Mario G. Conte, an attorney with the California Innocence Project, which took on the case in 2009, argued that Garringer saw the questioning by investigators as "intimidating and coercion," and testified to that in a June hearing as part of the habeas petition.
Taylor, who also is serving a life sentence, has testified that he alone killed Walker, who was beaten, beheaded and then cut up with a machete. The body parts were later dumped in nearby Bouquet Canyon.
In her original testimony, Garringer said she told investigators that Contreras helped Taylor beat up Walker and dispose of the body.
"It's not reasonable to believe that these experienced homicide detectives go with a two-person theory," Mejia said. "They had Scott Taylor, why come up with this?"
Mejia played a tape of the original interview conducted by the investigators, both of whom are now retired, and said the questions put to Garringer and her mother, Rosalyn Blaser, didn't seem forced.
"Instead of continuing to ask about the second man involved," Mejia told the court, "they ask about the house."
Garringer, however, testified in June that she lied to investigators because she was afraid Taylor might not otherwise be convicted and would then come after her.
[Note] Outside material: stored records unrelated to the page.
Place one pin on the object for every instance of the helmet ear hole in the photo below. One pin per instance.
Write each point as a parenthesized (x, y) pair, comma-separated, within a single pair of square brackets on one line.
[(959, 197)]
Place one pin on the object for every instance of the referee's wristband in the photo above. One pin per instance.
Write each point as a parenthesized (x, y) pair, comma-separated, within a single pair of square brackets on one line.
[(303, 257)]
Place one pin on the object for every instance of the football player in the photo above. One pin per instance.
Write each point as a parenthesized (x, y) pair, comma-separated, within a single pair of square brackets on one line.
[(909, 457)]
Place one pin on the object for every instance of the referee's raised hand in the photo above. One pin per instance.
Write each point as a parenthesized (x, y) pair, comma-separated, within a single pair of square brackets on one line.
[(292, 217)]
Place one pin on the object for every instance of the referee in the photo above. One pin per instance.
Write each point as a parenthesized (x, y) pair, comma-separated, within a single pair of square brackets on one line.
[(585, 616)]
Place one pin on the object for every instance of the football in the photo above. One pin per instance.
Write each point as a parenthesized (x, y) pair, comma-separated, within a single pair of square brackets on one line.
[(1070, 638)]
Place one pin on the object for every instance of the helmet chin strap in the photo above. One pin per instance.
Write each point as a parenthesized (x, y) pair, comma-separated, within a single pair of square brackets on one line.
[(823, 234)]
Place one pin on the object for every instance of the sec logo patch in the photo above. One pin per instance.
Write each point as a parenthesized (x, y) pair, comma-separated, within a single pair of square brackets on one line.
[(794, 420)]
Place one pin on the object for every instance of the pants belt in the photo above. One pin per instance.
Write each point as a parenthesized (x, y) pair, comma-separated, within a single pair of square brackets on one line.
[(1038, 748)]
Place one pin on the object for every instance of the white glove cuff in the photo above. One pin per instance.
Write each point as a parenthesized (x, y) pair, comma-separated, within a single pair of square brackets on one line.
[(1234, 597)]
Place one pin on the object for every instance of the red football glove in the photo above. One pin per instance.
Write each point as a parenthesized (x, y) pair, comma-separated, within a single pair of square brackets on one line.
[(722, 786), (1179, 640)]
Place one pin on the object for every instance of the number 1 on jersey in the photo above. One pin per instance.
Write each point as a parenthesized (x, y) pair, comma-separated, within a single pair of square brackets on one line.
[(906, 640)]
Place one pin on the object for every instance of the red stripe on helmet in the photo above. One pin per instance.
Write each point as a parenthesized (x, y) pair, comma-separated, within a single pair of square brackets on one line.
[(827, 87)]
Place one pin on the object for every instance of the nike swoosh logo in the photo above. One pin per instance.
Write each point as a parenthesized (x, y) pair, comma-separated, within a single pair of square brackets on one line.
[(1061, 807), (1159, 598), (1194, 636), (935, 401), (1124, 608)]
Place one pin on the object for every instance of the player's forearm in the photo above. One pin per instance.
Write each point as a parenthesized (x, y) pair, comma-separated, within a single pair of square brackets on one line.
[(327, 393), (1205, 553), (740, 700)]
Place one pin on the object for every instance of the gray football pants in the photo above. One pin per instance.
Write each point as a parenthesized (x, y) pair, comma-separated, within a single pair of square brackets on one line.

"I wanted everything to be over.... I was afraid Scott Taylor was going to get out if [Contreras] wasn't convicted too," Garringer is quoted in court transcripts as saying, fully aware she could be tried for perjury for her admissions. She and Contreras were in the house "freaking out," she said, when Taylor attacked Walker with a machete outside.
As for her mother's situation, Garringer testified that she was worried her mother would be deported because she had a felony on her record.
"My mom's never been a citizen of the United States," Garringer said. "She's always been here with a green card, but because of her parole, you know, if you're on parole and you break your parole, they'll deport you. That was one of our fears.
"I have felt bad for so long about not telling the truth," she testified.
Conte also argued that Contreras' actions after the murder were a result of Stockholm syndrome, in which a person held captive feels he must side with his captor.
Taylor, who has testified that he was able to get Contreras to do his bidding, had a presence that was, in Conte's words, "overpowering the whole situation." Conte also reminded the court that Contreras testified that he had felt "paralyzed with fear" after Walker was killed.
Mejia countered by reading testimony from the original trial in which Taylor and Contreras are described as play-fighting over the money and giggling about it.
Dohi said he would issue a ruling Jan. 10.